The only remaining detailed photograph of the magnificent Crown of St. Christian.
Legend has it that in the year 1456AD the then Duke of Stirling, Prince Christian of Scotney, who was the heir to the throne of Scotney lost his way while horse riding alone in the dense Veiled Forest near the northern hunting lodge of his father the King. The Prince was in repose after being virtually exiled by his geriatric father who despised him for disagreeing with his expansionist campaigns into neighbouring lands. After hours of searching for the edge of the forest the Prince came upon a clearing with a large rose bush in bloom at its centre. His eye was immediately caught by a bright scintillation coming from the bush. Thinking his fatigue was getting the better of his senses he decided to investigate. He dismounted and as he approached noticed to his astonishment, a gem encrusted crown entangled in the thorny branches. With a calm breeze stroking his cloak the Prince, now entirely distracted from his own dilemma, reached for the crown but gashed his hand on the thorns resulting in a drop of blood falling at the base of the bush.
Unexpectedly a voice greeted the Prince from behind and as he turned nursing his hand, he saw what seemed to be a very old hooded man leaning on a gnarled walking stick. "Forgive me sir" the Prince exclaimed. "No need young man, may I help you?" came the reply. The Prince relinquished his hand to the old man who breathed on it leading to its total healing. Shocked, the Prince recoiled only to hear something thudding to the ground at his heel. The crown rolled and touched his feet as he looked down at it. Dazed, the Prince looked back at a now vanished old man while the wind seemed to breathe the words: "...a treasure lost, is a treasure found..."

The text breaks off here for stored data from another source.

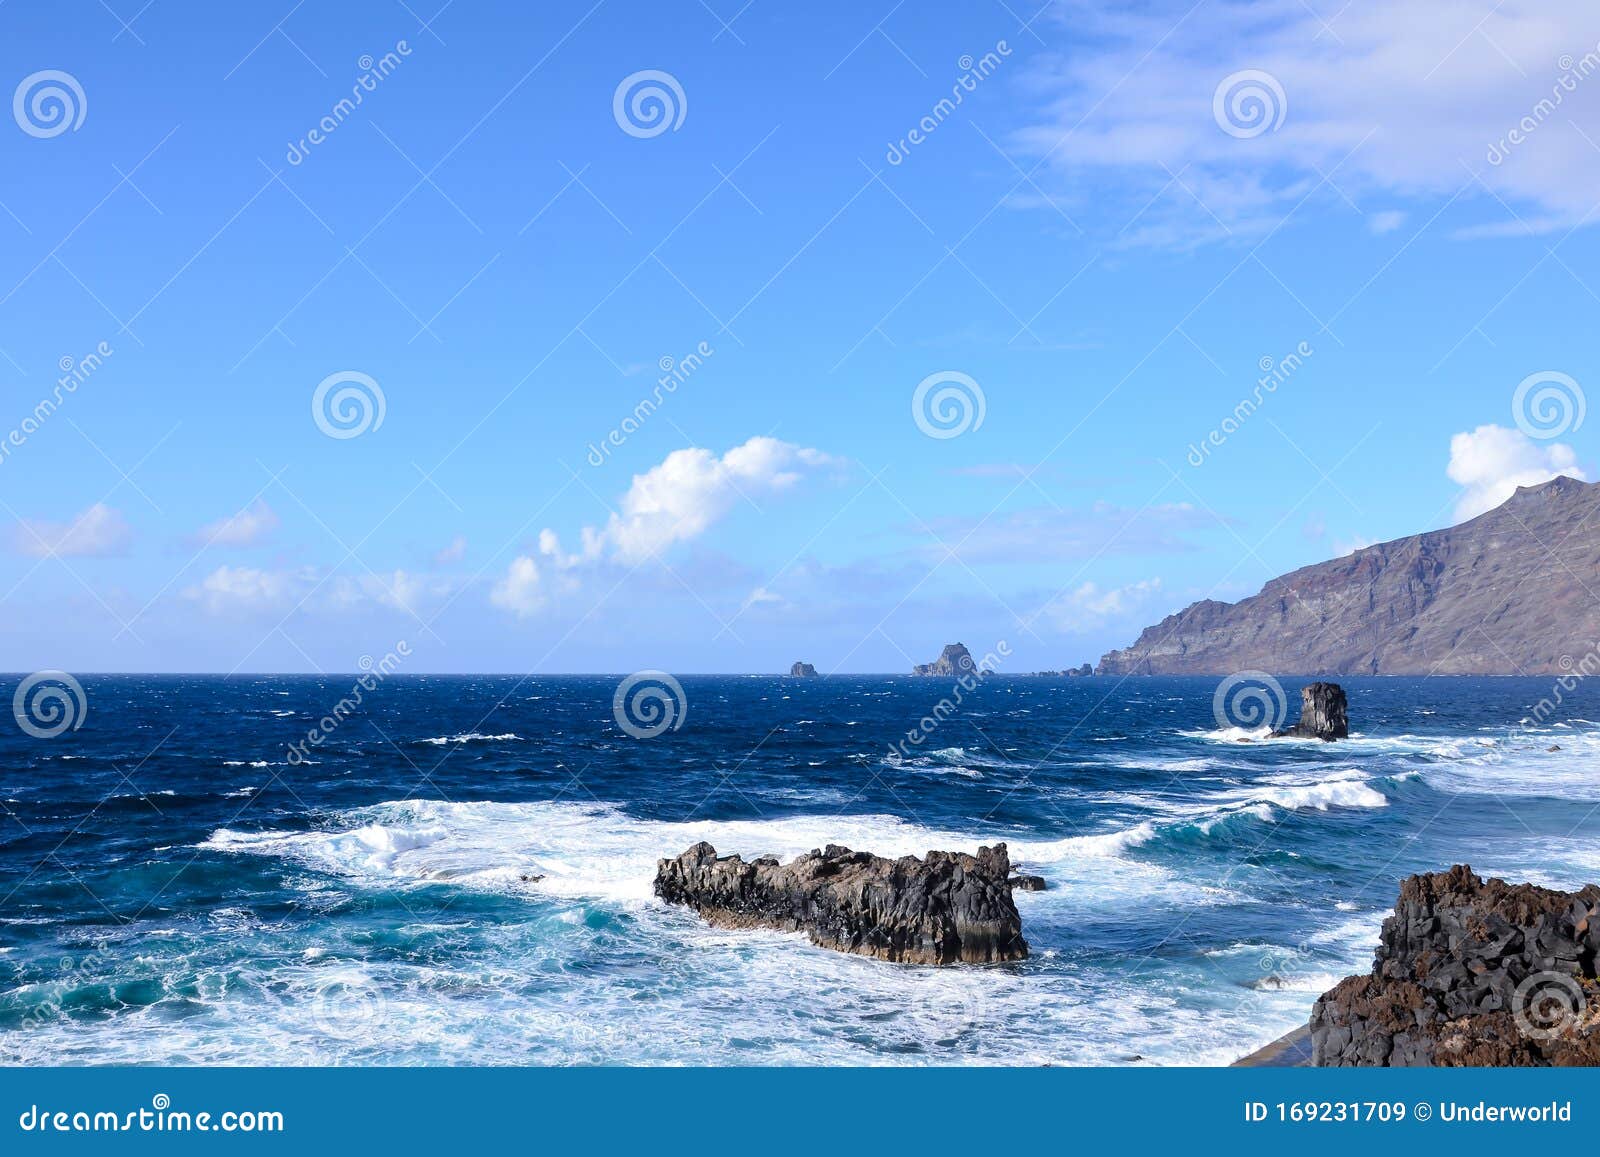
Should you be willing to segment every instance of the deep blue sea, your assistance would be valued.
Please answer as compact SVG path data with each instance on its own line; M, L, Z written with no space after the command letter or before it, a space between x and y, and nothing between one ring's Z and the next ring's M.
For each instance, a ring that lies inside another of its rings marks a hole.
M686 678L641 739L617 678L396 677L291 764L352 678L89 677L52 739L0 714L0 1060L1220 1064L1370 967L1404 875L1600 879L1600 703L1532 724L1550 679L1347 680L1321 744L1219 726L1215 680L996 676L903 756L942 681ZM1033 956L707 928L650 891L702 839L1004 840L1049 882Z

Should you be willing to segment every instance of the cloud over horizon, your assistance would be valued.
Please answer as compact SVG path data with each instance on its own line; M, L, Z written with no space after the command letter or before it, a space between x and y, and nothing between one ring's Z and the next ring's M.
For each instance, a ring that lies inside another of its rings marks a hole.
M1456 503L1456 520L1493 510L1519 486L1538 486L1566 476L1587 482L1578 468L1578 456L1561 442L1535 442L1521 430L1505 426L1479 426L1450 439L1450 481L1464 488Z
M202 526L191 541L196 546L255 546L278 525L277 511L258 498L245 509Z
M1383 203L1395 198L1477 200L1477 235L1566 228L1593 205L1600 152L1578 125L1600 116L1600 78L1561 80L1586 56L1600 66L1600 9L1393 0L1324 17L1300 0L1066 0L1056 17L1105 47L1035 66L1045 111L1013 144L1046 159L1069 211L1090 175L1144 193L1137 220L1114 223L1126 243L1259 234L1317 194L1348 198L1379 234L1403 223ZM1264 104L1214 108L1236 73L1269 78L1254 86Z
M97 502L71 522L22 519L16 548L29 558L106 558L126 552L133 531L120 510Z
M693 447L674 450L636 474L604 526L585 526L568 553L554 530L539 533L538 557L514 559L490 592L490 602L519 618L543 609L550 576L577 585L576 572L611 563L637 568L670 548L700 538L740 503L755 504L794 490L805 478L844 463L821 450L757 436L718 457ZM543 566L540 560L543 560Z

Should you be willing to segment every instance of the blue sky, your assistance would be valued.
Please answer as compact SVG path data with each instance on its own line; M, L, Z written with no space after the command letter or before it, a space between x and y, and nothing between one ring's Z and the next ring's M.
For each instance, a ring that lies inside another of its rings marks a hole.
M0 33L9 668L1056 668L1596 477L1600 13L108 0ZM670 125L619 118L647 71ZM382 397L359 436L313 413L341 374ZM936 375L956 436L913 413Z

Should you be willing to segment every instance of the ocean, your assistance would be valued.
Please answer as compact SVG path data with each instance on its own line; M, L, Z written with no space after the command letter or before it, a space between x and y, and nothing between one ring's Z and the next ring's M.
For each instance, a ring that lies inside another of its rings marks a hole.
M1600 704L1536 713L1550 679L1344 680L1335 744L1196 678L993 676L941 719L941 679L689 677L646 738L591 676L397 676L322 728L352 682L0 716L0 1061L1226 1064L1371 966L1405 875L1600 878ZM905 967L662 906L698 840L1004 840L1049 888L1027 961Z

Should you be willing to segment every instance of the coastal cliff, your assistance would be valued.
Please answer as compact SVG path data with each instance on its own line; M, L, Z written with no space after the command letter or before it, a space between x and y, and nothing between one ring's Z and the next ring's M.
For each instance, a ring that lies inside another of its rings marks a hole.
M1448 530L1170 615L1101 675L1560 674L1600 639L1600 483L1556 478ZM1566 665L1563 666L1563 658Z
M1370 975L1311 1014L1312 1063L1600 1064L1600 886L1556 892L1471 868L1412 876Z
M719 858L699 843L659 862L655 893L720 928L805 932L823 948L905 964L991 964L1028 955L1010 877L1004 844L898 860L830 844L783 865Z

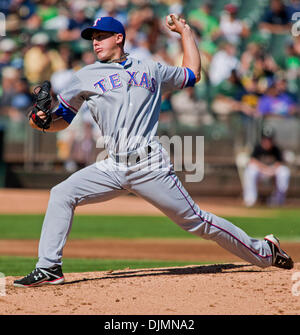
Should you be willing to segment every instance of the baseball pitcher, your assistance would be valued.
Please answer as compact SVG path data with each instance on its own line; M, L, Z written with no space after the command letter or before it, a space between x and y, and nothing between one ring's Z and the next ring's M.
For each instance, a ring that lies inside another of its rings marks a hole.
M37 92L29 121L33 128L65 129L86 102L108 157L51 189L36 268L16 280L15 286L63 283L63 248L75 208L127 192L149 201L187 232L213 240L251 264L293 267L272 234L263 240L251 238L229 221L200 209L176 176L167 151L155 139L162 93L194 86L200 80L201 60L193 31L184 19L171 18L166 25L180 34L182 66L131 58L124 51L123 25L112 17L101 17L81 33L91 41L97 61L74 74L58 95L60 104L53 113L49 113L49 83Z

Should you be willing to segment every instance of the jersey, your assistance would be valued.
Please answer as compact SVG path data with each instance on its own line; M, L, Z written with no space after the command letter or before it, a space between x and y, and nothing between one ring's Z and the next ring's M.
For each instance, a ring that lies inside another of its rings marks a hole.
M276 145L273 145L269 150L264 149L261 145L256 145L251 157L256 158L265 165L283 161L281 150Z
M58 95L56 114L67 122L86 101L112 154L147 145L156 135L161 94L195 84L185 67L127 58L123 63L96 61L77 71Z

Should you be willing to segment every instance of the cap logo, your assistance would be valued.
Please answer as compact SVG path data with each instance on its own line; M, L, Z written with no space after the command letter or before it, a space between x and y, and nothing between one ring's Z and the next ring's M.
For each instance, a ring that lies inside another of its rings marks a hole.
M100 18L98 18L98 19L96 19L95 20L95 22L94 22L94 25L93 25L93 27L96 27L97 26L97 24L98 24L98 22L101 20L101 17Z

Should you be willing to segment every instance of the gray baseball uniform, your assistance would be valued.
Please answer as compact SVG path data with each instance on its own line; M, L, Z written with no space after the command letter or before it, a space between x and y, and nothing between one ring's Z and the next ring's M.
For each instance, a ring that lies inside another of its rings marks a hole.
M177 178L167 151L154 139L161 93L193 85L192 77L187 68L133 58L122 64L97 61L74 75L58 96L61 105L57 115L71 122L86 101L102 132L108 158L52 188L37 267L62 264L76 206L127 192L149 201L184 230L217 242L243 260L260 267L272 265L265 240L253 239L229 221L198 207Z

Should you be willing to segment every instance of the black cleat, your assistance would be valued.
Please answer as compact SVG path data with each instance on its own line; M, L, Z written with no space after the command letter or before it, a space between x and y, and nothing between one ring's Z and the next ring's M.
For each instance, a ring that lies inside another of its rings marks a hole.
M272 265L281 269L292 269L294 262L291 257L280 248L278 239L273 234L267 235L264 239L268 242L272 251Z
M34 287L42 285L57 285L65 281L60 265L51 268L36 268L27 276L14 281L16 287Z

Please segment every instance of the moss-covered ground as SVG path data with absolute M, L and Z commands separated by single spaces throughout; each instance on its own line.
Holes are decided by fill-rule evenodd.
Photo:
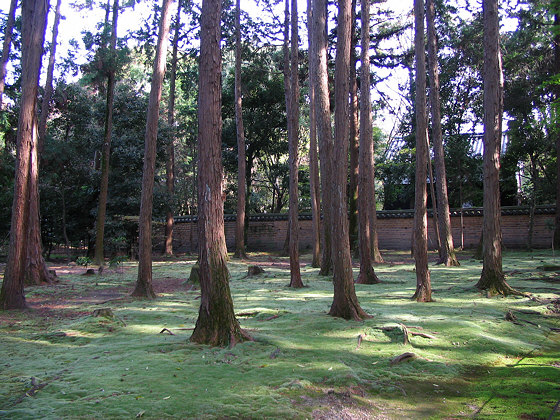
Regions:
M 234 348 L 189 342 L 194 258 L 154 263 L 155 301 L 128 297 L 133 263 L 95 276 L 58 267 L 58 284 L 27 289 L 31 309 L 0 312 L 0 418 L 560 418 L 560 273 L 546 269 L 560 258 L 506 252 L 508 282 L 532 296 L 504 298 L 474 288 L 482 265 L 469 255 L 430 265 L 436 301 L 417 303 L 409 255 L 386 253 L 382 283 L 356 285 L 365 322 L 327 316 L 318 269 L 303 264 L 307 287 L 292 290 L 285 258 L 231 260 L 254 338 Z M 265 273 L 247 277 L 250 264 Z M 405 352 L 416 357 L 391 363 Z

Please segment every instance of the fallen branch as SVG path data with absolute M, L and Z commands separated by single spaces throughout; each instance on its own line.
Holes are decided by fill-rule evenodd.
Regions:
M 20 402 L 22 402 L 25 397 L 33 397 L 37 391 L 43 389 L 44 387 L 46 387 L 48 384 L 50 384 L 53 381 L 56 381 L 57 379 L 60 379 L 60 376 L 55 376 L 54 378 L 52 378 L 50 381 L 46 381 L 43 382 L 41 384 L 37 383 L 37 378 L 35 378 L 34 376 L 31 377 L 31 389 L 29 389 L 28 391 L 26 391 L 21 397 L 19 397 L 15 402 L 14 405 L 19 404 Z
M 401 326 L 403 332 L 403 344 L 406 346 L 407 344 L 410 344 L 410 341 L 408 339 L 408 328 L 404 324 L 399 325 Z
M 262 319 L 261 321 L 272 321 L 273 319 L 280 318 L 280 315 L 272 315 L 268 318 Z
M 173 334 L 168 328 L 164 328 L 163 330 L 161 330 L 159 333 L 163 334 L 164 332 L 168 332 L 170 335 L 175 335 Z
M 396 365 L 402 362 L 410 362 L 411 360 L 417 359 L 418 356 L 415 353 L 406 352 L 391 360 L 391 365 Z
M 429 338 L 431 340 L 435 340 L 435 336 L 430 335 L 430 334 L 426 334 L 423 332 L 415 332 L 415 331 L 409 331 L 410 335 L 414 336 L 418 336 L 418 337 L 423 337 L 423 338 Z
M 358 345 L 356 346 L 356 350 L 360 349 L 360 346 L 362 345 L 362 340 L 364 339 L 365 336 L 366 336 L 365 334 L 360 334 L 358 336 Z

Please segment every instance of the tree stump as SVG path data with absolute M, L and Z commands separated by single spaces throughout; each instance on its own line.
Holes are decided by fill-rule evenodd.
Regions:
M 258 265 L 250 265 L 247 268 L 247 277 L 258 276 L 259 274 L 262 273 L 264 273 L 264 270 Z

Hours passed but the Prince with new vigour found his way and arrived back at the hunting lodge later that evening with the crown in his buffle bag. He was however greeted by acclamations while receiving the news that his tyrannical father had passed and that he was the new King of Scotney. That night, the new King dreamt of an ancient battle that he was told about in his tutoring on history as a child. The Battle of the Veil was fought near the very forest where he became lost and the then King was defeated, losing his crown to what was said to be a demonic force come to judge him for his crimes. In his dream he saw the devil cursing the land until someone worthy sat on the throne with the words: "The crown earned with blood will never take blood." and so he woke with a cold sweat streaming down his face. The King fasted for a week while roaming the forest searching for the old man. All he was said to have ever found was his own shadow and his reflection in a pond whereupon he realised that his life was his own responsibility. He vowed to serve God and his people at the cost of his life and never to put wealth and prestige before his people. He was crowned with the Rosebush Crown that was then named the Crown of Christian the Great after his death and became known as the Crown of St Christian after his canonisation in 1966. In his lifetime, King Christian established what to this day is regarded as the full exstent of Scotney territory. Scotney never had to defend its borders against attack and never declared war during his reign. It is said that peace and prosperity never abounded to such an extent since.
The Coronation photo of Queen Crystobel I, the mother of Empress Crystobel, was crowned with the Crown of St. Christian like every monarch before her since the tradition began in 1456.
Scotney merged with the Kingdom of Britania in a single Empire in 1993 and the Crown was displayed along with the regalia of Britania and the new Imperial Crowns in the Imperial Capital. However the Revolution of 1996 saw the destruction of much of the Royal historic pieces and it is presumed destroyed today. It is almost poetic that the Crown which is surrounded by so much historic symbolism and legends speaking of kingly principles is now, in line with its epithet, lost.
"...a treasure lost, is a treasure found..." The old makes way for the new and one generation gives way to the next. This almost prophetic statement began what we know as the Kingdom of Scotney's prosperous establishment and resounded in its fall. It might be spoken again somewhere in the furure. We can but wait and see.